あおばでは、織機などを使って、手芸品を制作・販売しています。予算が限られていたことから、これまで作業台として会議用机とパイプいすを使っていました。会議用机を並べて使うと隙間ができてしまうため作業がしづらく、固いパイプいすは、身体に障がいのある利用者の体に負担がかかってしまっていました。そこでAARは、足が固定式の作業台とキャスター付きのいすを提供しました。小さい机を並べるのではなく一つの大きな机を使うことで、机と机の間の隙間がなくなり、いすにキャスターが付いたことで、身体に障がいのある方も作業しやすくなりました。所長の高山文子さんは、「パイプいすと会議机を使っていたときと比べて作業の効率が上がり、疲れにくくなりました」と話してくださいました。

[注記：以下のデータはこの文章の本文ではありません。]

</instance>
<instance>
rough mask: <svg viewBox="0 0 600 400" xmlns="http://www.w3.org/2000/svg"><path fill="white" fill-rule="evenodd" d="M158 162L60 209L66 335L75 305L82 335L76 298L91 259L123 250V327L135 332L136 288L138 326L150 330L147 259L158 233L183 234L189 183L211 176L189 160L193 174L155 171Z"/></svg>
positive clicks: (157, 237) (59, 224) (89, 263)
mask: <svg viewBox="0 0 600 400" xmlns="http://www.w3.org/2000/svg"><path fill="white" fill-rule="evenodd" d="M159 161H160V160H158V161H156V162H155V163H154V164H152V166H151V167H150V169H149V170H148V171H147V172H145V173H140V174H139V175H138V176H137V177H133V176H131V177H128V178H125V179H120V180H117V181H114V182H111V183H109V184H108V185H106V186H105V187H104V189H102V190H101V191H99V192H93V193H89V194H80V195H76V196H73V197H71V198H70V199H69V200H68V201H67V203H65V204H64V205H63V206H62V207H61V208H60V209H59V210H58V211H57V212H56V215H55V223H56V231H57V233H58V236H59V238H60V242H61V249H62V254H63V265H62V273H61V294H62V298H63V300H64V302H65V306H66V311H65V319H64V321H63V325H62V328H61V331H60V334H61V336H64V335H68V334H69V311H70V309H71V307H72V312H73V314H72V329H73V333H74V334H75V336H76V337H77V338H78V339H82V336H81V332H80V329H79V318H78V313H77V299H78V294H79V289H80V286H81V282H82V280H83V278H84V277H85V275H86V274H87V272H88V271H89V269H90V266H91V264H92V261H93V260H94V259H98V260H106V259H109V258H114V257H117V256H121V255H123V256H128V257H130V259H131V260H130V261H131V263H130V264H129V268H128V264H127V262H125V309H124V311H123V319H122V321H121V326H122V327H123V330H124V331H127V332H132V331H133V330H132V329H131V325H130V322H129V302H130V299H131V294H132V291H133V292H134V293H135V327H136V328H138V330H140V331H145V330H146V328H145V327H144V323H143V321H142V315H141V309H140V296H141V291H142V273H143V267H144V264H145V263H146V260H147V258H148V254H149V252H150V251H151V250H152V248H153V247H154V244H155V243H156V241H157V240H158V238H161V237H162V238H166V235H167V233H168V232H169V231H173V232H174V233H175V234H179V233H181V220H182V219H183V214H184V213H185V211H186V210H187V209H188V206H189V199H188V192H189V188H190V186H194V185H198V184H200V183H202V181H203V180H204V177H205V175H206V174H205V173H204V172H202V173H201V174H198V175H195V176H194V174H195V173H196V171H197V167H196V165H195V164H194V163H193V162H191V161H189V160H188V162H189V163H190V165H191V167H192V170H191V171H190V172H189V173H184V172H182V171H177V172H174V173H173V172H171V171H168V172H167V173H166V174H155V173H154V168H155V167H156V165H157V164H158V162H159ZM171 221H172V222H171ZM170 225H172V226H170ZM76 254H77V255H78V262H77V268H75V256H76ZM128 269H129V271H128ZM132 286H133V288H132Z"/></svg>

東日本大震災で被害を受けた福祉事業所の多くでは、こうした設備を整えたり、備品を新調することさえ資金的に難しく、また、販路の拡大にも苦労しています。AARはそれぞれの就労支援施設が抱えている課題をくみ取り、これからも細やかな支援を行ってまいります。

【報告者】 記事掲載時のプロフィールです

東京事務局 櫻井 佑樹

大学卒業後、民間財団に勤務したのち、イギリスの大学院で平和学を学ぶ。パキスタンでのNGO勤務を経て、2012年8月よりAARへ。ザンビア、タジキスタンでの駐在を経て、東京事務局で東北事業を担当。